I would arrange (either by visit or by phone) to fix the mistake.  It's not for the store, but for yourself and to set an example for your kids.  You know what the right thing to do is; everything else is rationalizations.


----------



## BeanoNYC (May 5, 2008)

You'll probably get the cashiers in trouble.  If you feel guilty, give the items to charity and repurchase.


----------



## drjeff (May 5, 2008)

OldsnowboarderME said:


> You're suppose to pay attention at the register.



I was as much as possible, all the while trying to make sure that my two kids weren't messing up/taking things from the displays of small items that were next to the register at both stores - as a parent with young kids I realize why retailers insist upon placing small items at/near the register, but really dislike the fact that they do 




> Would it be an ethical dilema if you discovered in the parking lot that the cashier gave you too much change back?

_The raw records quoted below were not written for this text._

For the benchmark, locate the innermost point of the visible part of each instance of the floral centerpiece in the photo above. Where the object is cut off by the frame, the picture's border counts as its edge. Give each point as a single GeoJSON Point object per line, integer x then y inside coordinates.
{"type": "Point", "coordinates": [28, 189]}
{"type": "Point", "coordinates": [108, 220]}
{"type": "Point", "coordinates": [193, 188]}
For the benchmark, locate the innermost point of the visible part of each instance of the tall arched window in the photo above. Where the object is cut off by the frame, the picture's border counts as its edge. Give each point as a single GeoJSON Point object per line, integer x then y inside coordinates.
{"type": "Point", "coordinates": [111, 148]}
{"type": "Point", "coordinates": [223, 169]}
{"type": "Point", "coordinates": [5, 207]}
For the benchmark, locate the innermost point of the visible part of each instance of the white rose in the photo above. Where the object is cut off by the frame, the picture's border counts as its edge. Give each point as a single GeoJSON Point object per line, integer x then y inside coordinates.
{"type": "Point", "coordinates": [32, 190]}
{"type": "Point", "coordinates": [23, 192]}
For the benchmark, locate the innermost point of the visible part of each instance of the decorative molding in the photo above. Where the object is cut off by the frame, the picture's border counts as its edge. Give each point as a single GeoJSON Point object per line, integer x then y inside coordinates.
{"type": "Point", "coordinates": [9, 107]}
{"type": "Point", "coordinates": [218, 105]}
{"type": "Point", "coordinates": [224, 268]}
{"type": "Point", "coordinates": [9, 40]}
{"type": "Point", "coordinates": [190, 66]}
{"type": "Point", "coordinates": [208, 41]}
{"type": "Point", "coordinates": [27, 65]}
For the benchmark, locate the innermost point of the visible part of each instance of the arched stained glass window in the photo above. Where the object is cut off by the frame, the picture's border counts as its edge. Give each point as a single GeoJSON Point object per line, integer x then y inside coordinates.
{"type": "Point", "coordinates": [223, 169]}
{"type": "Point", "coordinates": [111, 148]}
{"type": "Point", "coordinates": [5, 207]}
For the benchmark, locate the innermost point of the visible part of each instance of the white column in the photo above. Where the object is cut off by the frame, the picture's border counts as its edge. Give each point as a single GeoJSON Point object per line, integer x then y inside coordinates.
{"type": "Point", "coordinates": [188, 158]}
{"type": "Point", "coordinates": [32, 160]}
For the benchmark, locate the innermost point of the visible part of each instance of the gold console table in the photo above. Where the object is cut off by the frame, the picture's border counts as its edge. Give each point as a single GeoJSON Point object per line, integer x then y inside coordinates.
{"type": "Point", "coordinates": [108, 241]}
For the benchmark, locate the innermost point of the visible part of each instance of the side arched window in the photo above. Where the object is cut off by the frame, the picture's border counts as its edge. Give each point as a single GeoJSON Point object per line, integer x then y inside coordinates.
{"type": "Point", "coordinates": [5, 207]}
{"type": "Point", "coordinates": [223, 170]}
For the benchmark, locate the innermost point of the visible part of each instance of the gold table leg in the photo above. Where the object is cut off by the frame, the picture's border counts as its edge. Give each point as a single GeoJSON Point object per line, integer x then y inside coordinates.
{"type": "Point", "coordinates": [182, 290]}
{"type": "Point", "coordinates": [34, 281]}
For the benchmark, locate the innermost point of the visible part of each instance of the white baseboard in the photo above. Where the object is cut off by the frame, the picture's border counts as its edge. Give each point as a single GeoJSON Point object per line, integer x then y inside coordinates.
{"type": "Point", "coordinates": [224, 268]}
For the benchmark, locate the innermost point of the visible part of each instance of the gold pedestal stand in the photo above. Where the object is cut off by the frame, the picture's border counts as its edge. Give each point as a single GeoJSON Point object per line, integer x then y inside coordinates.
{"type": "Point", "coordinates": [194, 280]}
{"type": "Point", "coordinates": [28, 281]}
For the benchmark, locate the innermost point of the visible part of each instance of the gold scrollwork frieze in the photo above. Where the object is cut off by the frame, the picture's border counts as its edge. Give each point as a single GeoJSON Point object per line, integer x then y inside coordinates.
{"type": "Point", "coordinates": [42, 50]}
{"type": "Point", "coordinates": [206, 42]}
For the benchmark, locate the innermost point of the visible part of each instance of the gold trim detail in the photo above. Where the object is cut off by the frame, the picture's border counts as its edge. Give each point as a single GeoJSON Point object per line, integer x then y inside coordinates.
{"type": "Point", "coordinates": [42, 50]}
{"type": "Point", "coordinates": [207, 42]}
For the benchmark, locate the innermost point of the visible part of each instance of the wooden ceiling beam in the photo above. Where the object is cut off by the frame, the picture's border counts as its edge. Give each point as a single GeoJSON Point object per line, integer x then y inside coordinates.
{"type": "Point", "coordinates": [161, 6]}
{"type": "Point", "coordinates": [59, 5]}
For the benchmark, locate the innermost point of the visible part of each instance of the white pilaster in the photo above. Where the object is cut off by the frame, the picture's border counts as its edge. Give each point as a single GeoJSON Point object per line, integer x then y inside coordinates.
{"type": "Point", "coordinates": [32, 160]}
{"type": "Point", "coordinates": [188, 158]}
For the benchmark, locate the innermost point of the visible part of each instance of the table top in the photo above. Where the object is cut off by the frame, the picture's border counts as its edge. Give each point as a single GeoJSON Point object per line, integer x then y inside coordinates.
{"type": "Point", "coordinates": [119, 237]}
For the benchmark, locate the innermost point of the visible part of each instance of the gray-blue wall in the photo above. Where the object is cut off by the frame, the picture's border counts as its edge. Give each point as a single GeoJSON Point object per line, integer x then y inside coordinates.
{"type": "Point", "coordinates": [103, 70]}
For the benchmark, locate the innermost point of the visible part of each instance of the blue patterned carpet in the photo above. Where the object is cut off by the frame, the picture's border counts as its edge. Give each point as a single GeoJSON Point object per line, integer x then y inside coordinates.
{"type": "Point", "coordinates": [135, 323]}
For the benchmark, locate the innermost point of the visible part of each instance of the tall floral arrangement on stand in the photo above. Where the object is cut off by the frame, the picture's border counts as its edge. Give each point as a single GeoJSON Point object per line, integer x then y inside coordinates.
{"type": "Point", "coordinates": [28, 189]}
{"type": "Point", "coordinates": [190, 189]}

Normally I'm very diligent about checking my receipts at the register or as soon as I get to my car, but because of the hour (very close to the kids naptime), I just signed the receipts and didn't even think about them until Sunday AM(18 hours later) when I went to wrap up the gifts for my mother, and as soon as I saw the lack of charge from Golfer's warehouse then I checked the remainder of my receipts and noticed the REI ommission too



> If it is a long trip or you got to go out of your way i would settle up the next time you was there..



As I posted in a previous post, the area where both stores is located is basically a 45 drive each way from my house and the last time I was in that area was just before Christmas for some x-mas shopping.


----------



## drjeff (May 5, 2008)

OldsnowboarderME said:


> I was just thinking it was a good thing there no anti-theft device to sound an alarm at the door because it would have been a little difficult to explain an item in the bag that was not on the receipt..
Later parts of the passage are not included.